UOIT researcher Dr. Pierre Côté proposes new approach to common traffic injury management
Comprehensive two-year study has implications for Ontario auto insurance industry
August 5, 2015
OSHAWA, ONTARIO – A province with transportation needs and demands that continue to grow. Perpetual traffic jams in major urban centres. Just another day for many of Ontario’s nearly 10 million licensed drivers.
Another reality of driving in Ontario: paying for auto insurance. The sheer number of drivers and the volume of traffic would suggest accident risk is high, justifying the premiums Ontarians pay for insurance.
Yet, Ontario statistically remains one of the safest places in North America to drive a vehicle (Ontario Road Safety Annual Reports, 2012 and 2013). In 2012, Ontario’s vehicle fatality rate was the second-lowest ever recorded. In North America, only the District of Columbia (DC) had a better record than Ontario.
Despite the comparatively favourable road safety record in the province, the unfortunate reality is that traffic collisions happen and some result in injuries to drivers and passengers.
“Although most injured persons recover within a few weeks, recovery from injury takes time and collectively that process inflicts costs on the health-care industry,” says the University of Ontario Institute of Technology’s Dr. Pierre Côté, Canada Research Chair in Disability Prevention and Rehabilitation, and Director of the UOIT-Canadian Memorial Chiropractic College (CMCC) Centre for Disability Prevention and Rehabilitation. Dr. Côté also holds an appointment at the Dalla Lana School of Public Health at the University of Toronto.
In early 2013, Dr. Côté was selected by the Financial Services Commission of Ontario (FSCO) to carry out a comprehensive systematic review and economic analysis of common traffic injuries and treatments in Ontario. As lead investigator and Chair of the Ontario Protocol for Traffic Injury Management (OPTIMa) Collaboration, Dr. Côté’s task was to develop recommendations based on scientific evidence and build consensus on the research team’s findings.

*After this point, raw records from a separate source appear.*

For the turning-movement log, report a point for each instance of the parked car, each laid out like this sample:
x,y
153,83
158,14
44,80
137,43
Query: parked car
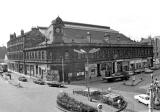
x,y
138,71
143,98
147,70
39,81
54,84
155,68
23,79
115,100
130,73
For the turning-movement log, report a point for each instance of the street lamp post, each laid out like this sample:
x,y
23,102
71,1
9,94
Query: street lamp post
x,y
63,69
150,106
81,51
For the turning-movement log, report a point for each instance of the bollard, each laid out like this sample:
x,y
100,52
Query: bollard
x,y
99,107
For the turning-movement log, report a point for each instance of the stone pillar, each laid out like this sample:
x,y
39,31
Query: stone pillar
x,y
34,70
115,67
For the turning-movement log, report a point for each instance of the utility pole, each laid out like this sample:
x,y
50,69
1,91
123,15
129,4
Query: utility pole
x,y
63,69
150,106
81,51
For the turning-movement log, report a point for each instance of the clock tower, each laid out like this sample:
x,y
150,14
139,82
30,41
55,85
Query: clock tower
x,y
58,26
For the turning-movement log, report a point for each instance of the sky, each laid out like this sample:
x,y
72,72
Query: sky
x,y
133,18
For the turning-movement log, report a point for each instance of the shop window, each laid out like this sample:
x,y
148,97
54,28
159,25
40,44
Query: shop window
x,y
43,55
66,55
35,55
39,55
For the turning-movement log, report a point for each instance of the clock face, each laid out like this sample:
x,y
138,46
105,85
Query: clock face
x,y
57,30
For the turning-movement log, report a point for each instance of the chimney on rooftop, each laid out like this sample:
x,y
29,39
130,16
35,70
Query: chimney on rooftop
x,y
22,32
14,35
34,28
11,36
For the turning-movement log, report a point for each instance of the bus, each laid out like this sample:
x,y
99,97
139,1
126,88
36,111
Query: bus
x,y
3,67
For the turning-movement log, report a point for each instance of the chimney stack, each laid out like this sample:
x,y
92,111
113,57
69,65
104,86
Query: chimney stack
x,y
14,35
22,32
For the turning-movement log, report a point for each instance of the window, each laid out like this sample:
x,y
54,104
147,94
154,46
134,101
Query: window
x,y
35,54
39,55
66,55
43,55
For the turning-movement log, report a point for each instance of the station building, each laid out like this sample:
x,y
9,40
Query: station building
x,y
69,49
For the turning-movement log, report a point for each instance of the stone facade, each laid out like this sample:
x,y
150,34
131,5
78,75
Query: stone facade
x,y
54,57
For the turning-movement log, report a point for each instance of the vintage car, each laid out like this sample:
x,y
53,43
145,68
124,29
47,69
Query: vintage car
x,y
147,70
54,84
143,98
22,78
115,100
39,81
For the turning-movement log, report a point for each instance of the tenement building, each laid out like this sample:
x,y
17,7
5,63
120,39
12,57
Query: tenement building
x,y
70,50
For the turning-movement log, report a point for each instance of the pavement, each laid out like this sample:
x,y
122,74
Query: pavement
x,y
41,98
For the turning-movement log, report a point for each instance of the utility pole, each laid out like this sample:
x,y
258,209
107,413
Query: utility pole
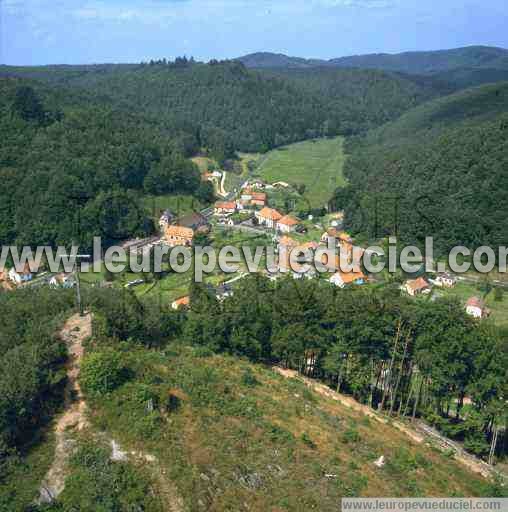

“From our outreach to health-care providers who regularly treat motor vehicle collision victims, it was clear that a re-think of the system was vital,” explains Dr. Côté, Associate Professor, UOIT Faculty of Health Sciences. “When it comes to common injuries, the science shows no evidence that recovery can be improved through a prolonged course of treatment or a ‘piling on’ of complex combinations of clinicians, therapists or therapies. Our findings suggest many commonly used interventions provide no more benefit than sham or placebo. Clinicians will maximize recovery if they engage the patient in the treatment through education, reassurance and exercise.”
The 279-page report Enabling Recovery from Common Traffic Injuries: A Focus on the Injured Person uses scientific evidence to define a common injury versus one that is catastrophic.
The new evidence-based Minor Injury Treatment Protocol (MITP) provides the scientific basis to develop a new Minor Injury Guideline. The protocol will be used by insurers and health-care providers when treating common injuries resulting from automobile collisions and ensure there is an extensive continuum of care based on current and scientific and medical evidence.
Key OPTIMa findings:
- The vast majority of traffic injuries are musculoskeletal injuries and post-collision psychological symptoms (such as anxiety and stress).
- During the early phase (up to three months after a collision), persons with common traffic injuries should be educated and reassured from the outset that their own inherent healing capacities are likely to lead to a substantial recovery. Associated distress and discomfort are usually of a time-limited nature. Patients should be encouraged to stay active (including return to work).
- Patients should also be informed that only a discrete set of treatments show evidence of any benefit (largely pain alleviation).
- Health-care professionals should be reassured and encouraged to consider watchful waiting and clinical monitoring as evidence-based therapeutic options during the acute phase.
- For injured persons requiring therapy, time-limited and evidence-based intervention(s) should be implemented on a shared decision-making basis, an approach that equally applies to patients in the persistent phase (four to six months).
- Health-care professionals need to listen to the patient’s concerns and emphasize measures to assist them to cope, recognize and avoid complications.
- Interventions for injuries should only be provided in accordance with published evidence for effectiveness, including parameters of dosage, duration, and frequency; and within the most appropriate phase.
“Psychological symptoms such as anxiety, distress and anger is natural and not atypical, however, most symptoms are temporary,” says Dr. Côté. “Of course, a small percentage of patients with traffic injuries will experience residual problems over the long term, in spite of intervention. At present, there is no accurate tool to identify injured persons who may not recover.”
“As a Canada Research Chair, Dr. Côté is one of the top people in Canada to shepherd this important research,” said Michael Owen, PhD, UOIT Vice-President, Research, Innovation and International. “The University of Ontario Institute of Technology is committed to public policy research of the highest quality. Dr.Côté’s report offers an evidence-based framework that will help improve the efficiency of the automobile insurance sector.”